The hormone progesterone has the side effects listed below. These side effects are mild and temporary. If the symptoms are very serious and do not go away, you need to consult your doctor:
* Breast tenderness or pain,
* Stomach pain,
* Muscle, joint or bone pain November 2019,
* Mood changes (such as irritability or excessive anxiety),
* Runny nose, sneezing and coughing,
* Vaginal discharge,
* Urinary tract problems, such as difficulty urinating.
In addition, although the hormone progesterone is very rare, more serious side effects can be observed. When you observe one of these symptoms, you need to urgently contact the medical institution:
* Formation of a lump in the breast,
* Severe migraines, headaches and dizziness,
* Slow or difficult speech,
* Weakness or numbness in the arms and legs,
* Lack of coordination or loss of balance,
* Shortness of breath,
* Rapid pulse or sharp chest pain,
* Spitting blood,
* Leg swelling or pain,
* Loss of vision, blurred or double vision,
* Swollen eyes,
* Unexpected vaginal bleeding,
* Uncontrollable hand tremor,
* Seizure (epilepsy crisis),
* Stomach pain or swelling,
* Hives, skin rash, itching,
* Difficulty breathing or swallowing,
* Swelling of the face, throat, tongue, lips, eyes, hands, feet, ankles or lower legs,
* Hoarseness of voice.
What is low progesterone hormone?
Since the hormone progesterone is one of the main hormones for pregnancy, pregnancy will most likely not occur if the hormone progesterone is low. Although fertilization occurs in a healthy way in a woman's body, the uterine wall does not thicken enough when the progesterone hormone is insufficient. Therefore, it is not possible for the fertilized egg to attach to the uterine wall and pregnancy cannot be maintained in a healthy way. A low level of the hormone progesterone can lead to the risk of miscarriage and bleeding in pregnant women.

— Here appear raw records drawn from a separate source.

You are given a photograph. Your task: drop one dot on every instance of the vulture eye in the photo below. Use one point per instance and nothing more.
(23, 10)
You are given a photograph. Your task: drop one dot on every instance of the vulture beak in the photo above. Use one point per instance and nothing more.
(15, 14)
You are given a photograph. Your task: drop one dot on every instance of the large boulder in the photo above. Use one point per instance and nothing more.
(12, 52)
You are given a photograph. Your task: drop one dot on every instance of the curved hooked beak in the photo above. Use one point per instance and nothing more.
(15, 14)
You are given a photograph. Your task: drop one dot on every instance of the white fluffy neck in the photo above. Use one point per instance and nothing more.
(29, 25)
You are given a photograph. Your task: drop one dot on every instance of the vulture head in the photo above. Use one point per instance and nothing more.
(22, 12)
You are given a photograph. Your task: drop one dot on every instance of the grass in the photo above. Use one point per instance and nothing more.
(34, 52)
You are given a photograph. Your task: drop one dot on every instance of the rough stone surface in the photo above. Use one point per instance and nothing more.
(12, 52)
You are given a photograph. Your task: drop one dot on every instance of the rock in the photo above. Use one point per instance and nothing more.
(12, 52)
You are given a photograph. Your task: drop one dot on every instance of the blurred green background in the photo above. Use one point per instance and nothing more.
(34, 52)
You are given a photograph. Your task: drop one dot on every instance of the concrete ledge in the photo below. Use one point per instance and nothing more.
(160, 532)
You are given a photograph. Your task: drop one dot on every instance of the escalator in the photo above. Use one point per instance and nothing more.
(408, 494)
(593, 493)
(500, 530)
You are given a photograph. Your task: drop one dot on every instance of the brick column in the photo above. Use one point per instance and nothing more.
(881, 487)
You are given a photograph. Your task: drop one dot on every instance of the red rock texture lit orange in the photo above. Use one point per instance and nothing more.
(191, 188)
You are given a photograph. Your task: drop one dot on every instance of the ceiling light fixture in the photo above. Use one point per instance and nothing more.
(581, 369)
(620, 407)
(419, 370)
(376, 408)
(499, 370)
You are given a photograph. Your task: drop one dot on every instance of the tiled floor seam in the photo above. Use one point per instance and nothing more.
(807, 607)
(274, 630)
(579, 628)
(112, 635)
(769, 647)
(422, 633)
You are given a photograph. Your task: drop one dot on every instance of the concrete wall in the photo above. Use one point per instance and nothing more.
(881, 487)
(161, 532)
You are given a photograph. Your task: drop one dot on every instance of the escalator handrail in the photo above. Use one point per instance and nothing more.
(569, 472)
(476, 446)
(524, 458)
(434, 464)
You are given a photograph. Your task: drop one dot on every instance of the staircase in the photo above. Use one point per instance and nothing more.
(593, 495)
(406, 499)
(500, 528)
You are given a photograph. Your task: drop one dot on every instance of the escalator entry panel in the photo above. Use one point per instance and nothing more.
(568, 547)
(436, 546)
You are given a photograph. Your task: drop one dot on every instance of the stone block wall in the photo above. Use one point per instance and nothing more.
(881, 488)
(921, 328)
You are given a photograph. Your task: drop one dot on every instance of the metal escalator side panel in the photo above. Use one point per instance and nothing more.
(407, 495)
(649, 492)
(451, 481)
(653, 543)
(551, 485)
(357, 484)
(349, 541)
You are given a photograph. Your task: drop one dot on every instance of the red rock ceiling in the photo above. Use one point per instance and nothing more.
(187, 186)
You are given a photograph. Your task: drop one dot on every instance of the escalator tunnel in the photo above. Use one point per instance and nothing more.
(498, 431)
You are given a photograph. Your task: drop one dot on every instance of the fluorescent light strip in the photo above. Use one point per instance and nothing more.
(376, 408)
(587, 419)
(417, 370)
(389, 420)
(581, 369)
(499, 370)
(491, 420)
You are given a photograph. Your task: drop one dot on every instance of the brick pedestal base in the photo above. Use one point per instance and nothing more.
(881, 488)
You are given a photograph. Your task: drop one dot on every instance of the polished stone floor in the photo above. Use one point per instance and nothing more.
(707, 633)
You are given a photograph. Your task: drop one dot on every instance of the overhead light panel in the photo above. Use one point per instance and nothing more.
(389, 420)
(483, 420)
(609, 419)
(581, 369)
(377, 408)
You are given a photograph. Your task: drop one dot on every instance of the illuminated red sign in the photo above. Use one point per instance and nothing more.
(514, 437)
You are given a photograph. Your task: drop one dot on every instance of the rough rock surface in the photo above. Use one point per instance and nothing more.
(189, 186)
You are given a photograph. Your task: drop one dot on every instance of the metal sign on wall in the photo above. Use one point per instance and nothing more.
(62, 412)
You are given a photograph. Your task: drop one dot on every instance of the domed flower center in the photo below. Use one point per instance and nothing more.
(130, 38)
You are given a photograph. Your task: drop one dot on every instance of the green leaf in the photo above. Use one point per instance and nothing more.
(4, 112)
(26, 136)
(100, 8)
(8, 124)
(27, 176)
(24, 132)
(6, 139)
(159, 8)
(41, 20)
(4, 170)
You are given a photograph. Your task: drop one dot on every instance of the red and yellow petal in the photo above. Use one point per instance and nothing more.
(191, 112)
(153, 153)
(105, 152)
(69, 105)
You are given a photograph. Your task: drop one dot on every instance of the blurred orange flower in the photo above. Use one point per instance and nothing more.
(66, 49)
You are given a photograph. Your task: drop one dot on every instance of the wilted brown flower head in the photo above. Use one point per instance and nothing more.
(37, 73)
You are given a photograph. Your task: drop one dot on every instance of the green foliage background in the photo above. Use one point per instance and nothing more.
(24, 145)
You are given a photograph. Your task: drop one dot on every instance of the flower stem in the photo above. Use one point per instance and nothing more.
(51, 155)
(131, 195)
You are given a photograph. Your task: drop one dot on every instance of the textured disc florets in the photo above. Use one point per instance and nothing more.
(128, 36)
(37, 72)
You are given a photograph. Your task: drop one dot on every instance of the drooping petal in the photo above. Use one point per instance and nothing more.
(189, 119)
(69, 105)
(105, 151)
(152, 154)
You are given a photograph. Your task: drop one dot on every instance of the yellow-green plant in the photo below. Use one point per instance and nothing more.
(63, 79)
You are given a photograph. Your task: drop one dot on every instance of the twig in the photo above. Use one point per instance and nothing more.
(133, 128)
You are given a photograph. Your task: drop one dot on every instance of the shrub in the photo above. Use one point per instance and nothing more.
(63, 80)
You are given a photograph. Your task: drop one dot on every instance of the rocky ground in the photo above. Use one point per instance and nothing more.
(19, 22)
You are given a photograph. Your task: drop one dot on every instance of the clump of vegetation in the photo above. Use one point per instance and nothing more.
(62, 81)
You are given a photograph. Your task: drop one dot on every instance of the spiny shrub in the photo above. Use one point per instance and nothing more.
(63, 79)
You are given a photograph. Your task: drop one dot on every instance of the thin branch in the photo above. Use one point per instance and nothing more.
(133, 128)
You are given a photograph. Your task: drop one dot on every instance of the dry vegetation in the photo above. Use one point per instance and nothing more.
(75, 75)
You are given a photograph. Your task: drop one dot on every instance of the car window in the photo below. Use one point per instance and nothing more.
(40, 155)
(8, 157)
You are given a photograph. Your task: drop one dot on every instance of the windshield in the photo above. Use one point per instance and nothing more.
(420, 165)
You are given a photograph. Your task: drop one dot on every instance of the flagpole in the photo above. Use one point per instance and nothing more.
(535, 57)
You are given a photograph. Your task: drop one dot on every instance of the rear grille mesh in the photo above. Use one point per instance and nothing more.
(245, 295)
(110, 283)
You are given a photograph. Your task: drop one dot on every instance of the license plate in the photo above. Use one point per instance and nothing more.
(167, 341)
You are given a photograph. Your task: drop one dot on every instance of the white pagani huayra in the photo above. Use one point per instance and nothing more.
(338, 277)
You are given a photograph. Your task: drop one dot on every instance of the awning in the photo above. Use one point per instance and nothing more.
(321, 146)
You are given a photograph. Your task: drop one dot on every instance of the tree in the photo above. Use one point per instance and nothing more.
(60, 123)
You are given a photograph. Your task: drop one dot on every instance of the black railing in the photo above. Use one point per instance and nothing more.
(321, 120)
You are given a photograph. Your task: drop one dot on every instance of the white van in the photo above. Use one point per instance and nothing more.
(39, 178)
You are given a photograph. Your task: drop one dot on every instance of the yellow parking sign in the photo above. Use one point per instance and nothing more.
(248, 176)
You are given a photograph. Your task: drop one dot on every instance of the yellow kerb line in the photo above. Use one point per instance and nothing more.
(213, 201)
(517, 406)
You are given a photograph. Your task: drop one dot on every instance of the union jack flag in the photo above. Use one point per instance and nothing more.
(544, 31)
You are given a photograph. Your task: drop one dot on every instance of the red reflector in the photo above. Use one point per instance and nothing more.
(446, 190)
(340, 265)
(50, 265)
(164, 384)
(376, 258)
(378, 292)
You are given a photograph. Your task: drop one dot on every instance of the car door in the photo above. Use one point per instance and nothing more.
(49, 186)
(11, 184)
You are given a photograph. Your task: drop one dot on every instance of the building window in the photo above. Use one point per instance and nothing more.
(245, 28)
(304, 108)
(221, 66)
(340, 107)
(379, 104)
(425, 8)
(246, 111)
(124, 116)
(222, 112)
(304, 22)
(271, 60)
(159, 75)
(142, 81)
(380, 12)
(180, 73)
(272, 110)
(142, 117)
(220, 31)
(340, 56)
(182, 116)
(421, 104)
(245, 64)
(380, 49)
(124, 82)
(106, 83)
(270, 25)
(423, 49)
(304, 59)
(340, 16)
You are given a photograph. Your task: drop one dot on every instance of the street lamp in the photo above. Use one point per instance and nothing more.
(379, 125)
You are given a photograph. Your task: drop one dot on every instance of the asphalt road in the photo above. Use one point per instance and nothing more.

In women who are not pregnant, the symptoms of low progesterone hormone can be listed as follows:
* Menstrual cycle irregularity,
* Headache or migraine,
* Various mood changes (such as anxiety or depression),
* Irregular menstruation (With menstrual cycle irregularity, in some cases very little, in some cases severe bleeding may be observed).
Since progesterone and estrogen are hormones that work in opposition to each other, estrogen can become dominant in cases where progesterone is low in the female body. In this case, some symptoms may appear, which are also observed in menopause. The most important of these symptoms are;
* Weight gain,
* Fibrocystic breasts and breast tenderness,
* Decreased libido (sex drive),
* Can be listed as gallbladder problems.